Climate change is driving up global temperatures, increasing the frequency and intensity of natural disasters (Picture: Getty/PA)
Data from a US climate agency has identified yesterday as the hottest day ever recorded, with the average global temperature topping 17C for the first time.
The National Oceanic and Atmospheric Administration (NOAA) takes data collected from two metres above the planet’s surface at points all around the world to form its picture.
Previously, the highest average temperature it had recorded was 16.92C in August 2016 and July 2022 – but the figure for July 3 reached 17.01C.
Robert Rohde, a climate scientist at the University of California, Berkeley, told the New Scientist he was confident the temperature was the highest ever since instrumental measurements began.
He said the effects of El Niño, a phenomenon that heats up the Eastern Pacific Ocean, were combining with climate change to drive the figure higher.
Dr Rohde said: ‘We will keep passing these thresholds every few years if we have El Niño variability on top of global warming, until we get global warming under control.’
While the NOAA dataset, compiled by the University of Maine, only goes back to 1979, it is comparable with data that has been recorded much further back into the past.
The news from NOAA comes after the EU-funded Copernicus Climate Change Service (C3S) announced the global-mean temperature breached 1.5C above pre-industrial temperature in the first week in June.
The thick black line in this graph from the University of Maine shows the average temperatures collected for 2023 (Picture: Climate Reanalyzer)
That figure, adopted by governments around the world as part of the Paris Agreement, marks the threshold that scientists warn would cause catastrophic consequences for the planet if it is passed for a sustained period of time.

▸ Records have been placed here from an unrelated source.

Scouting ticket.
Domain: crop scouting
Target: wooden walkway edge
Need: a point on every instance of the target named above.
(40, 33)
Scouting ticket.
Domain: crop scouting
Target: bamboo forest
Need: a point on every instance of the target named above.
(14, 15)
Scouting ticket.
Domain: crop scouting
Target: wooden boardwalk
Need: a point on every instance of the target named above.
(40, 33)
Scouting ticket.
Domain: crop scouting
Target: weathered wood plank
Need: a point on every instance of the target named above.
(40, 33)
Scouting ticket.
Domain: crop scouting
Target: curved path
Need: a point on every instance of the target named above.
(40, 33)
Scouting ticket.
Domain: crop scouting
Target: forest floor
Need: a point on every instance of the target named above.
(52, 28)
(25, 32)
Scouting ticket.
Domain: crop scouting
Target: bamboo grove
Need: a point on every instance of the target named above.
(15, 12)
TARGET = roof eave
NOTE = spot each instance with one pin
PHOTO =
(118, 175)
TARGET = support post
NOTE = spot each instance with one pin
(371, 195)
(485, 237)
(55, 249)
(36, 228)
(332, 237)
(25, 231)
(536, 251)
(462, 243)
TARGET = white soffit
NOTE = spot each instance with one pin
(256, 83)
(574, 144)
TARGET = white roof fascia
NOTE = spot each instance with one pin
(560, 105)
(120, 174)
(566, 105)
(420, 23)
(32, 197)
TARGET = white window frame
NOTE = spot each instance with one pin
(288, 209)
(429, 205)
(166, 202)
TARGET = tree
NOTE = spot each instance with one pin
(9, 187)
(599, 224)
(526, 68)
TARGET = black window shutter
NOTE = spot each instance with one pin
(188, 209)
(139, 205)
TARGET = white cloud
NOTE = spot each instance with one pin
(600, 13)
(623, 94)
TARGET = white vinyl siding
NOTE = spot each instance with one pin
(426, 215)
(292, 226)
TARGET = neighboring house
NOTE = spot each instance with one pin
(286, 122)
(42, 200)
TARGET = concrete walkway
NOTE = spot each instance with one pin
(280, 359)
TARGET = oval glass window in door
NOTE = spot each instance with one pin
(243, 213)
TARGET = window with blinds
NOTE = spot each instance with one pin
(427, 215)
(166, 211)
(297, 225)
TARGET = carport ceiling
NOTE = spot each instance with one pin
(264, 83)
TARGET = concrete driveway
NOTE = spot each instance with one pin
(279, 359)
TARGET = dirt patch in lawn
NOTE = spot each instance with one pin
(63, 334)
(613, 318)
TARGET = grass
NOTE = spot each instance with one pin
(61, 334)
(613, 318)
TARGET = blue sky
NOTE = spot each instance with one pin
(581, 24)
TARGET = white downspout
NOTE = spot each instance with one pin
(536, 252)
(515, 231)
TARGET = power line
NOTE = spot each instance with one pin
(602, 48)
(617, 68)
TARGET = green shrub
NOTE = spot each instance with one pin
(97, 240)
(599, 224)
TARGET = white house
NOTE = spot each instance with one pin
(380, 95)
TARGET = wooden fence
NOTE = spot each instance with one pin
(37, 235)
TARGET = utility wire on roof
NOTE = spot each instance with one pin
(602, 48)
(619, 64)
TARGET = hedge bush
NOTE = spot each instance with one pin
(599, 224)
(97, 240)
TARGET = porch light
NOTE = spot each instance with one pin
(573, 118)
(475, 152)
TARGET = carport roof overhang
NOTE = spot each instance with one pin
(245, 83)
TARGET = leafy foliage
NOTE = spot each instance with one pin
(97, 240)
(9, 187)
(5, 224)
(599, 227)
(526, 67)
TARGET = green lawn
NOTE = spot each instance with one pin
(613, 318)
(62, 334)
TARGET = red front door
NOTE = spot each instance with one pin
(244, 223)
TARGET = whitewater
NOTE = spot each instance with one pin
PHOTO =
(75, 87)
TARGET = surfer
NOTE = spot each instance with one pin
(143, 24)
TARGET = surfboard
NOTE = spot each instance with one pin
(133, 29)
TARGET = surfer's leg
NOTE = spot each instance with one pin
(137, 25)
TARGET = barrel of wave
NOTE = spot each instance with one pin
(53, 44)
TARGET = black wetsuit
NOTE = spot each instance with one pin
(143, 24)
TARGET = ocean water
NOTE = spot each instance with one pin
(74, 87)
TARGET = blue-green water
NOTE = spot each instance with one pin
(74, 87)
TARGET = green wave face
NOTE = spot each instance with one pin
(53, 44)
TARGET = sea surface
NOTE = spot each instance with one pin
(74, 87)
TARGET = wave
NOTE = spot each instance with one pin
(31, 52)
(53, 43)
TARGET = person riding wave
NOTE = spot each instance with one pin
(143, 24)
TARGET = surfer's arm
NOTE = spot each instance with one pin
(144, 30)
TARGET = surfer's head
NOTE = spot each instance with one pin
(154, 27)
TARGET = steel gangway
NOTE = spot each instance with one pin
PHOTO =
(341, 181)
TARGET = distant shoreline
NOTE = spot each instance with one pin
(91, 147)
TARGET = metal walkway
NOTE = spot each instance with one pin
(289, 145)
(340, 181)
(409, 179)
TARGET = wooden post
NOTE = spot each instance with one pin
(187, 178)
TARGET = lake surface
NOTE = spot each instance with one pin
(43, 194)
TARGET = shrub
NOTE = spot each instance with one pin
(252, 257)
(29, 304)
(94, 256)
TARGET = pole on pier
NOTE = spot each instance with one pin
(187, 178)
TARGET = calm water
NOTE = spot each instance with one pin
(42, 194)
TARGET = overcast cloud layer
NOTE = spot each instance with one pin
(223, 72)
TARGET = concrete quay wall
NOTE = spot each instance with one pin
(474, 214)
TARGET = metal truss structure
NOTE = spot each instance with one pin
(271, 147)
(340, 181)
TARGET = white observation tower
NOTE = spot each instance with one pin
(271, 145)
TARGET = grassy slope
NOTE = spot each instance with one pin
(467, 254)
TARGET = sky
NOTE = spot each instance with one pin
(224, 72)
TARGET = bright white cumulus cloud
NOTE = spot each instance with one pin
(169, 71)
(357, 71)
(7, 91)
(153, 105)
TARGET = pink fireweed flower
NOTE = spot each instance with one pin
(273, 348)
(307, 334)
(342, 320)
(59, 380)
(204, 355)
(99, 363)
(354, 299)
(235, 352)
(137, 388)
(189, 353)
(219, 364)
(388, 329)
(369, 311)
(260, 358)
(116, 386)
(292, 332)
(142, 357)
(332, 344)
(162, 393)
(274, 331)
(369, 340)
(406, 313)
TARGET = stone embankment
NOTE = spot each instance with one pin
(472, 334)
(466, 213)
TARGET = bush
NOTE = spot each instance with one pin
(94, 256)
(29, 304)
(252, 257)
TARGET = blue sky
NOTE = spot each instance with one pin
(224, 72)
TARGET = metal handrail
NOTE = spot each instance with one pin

Experts suggest that, if warming continues at today’s pace, the limit is likely to be reached at some point between 2030 and the early 2050s.
The global ocean is also hotter than ever, hitting a new record temperature of 21.1C in April.
In the UK, the Met Office announced yesterday that June this year was the hottest on record.
The average mean temperature across the country for the month was 15.8C, the highest since records started to be kept in 1884.
The previous top three Junes had been separated by 0.1C, the Met Office said – but 2023 beat the previous record by an astonishing 0.9C.
The average global temperature passed 17C for the first time in recorded history on July 3.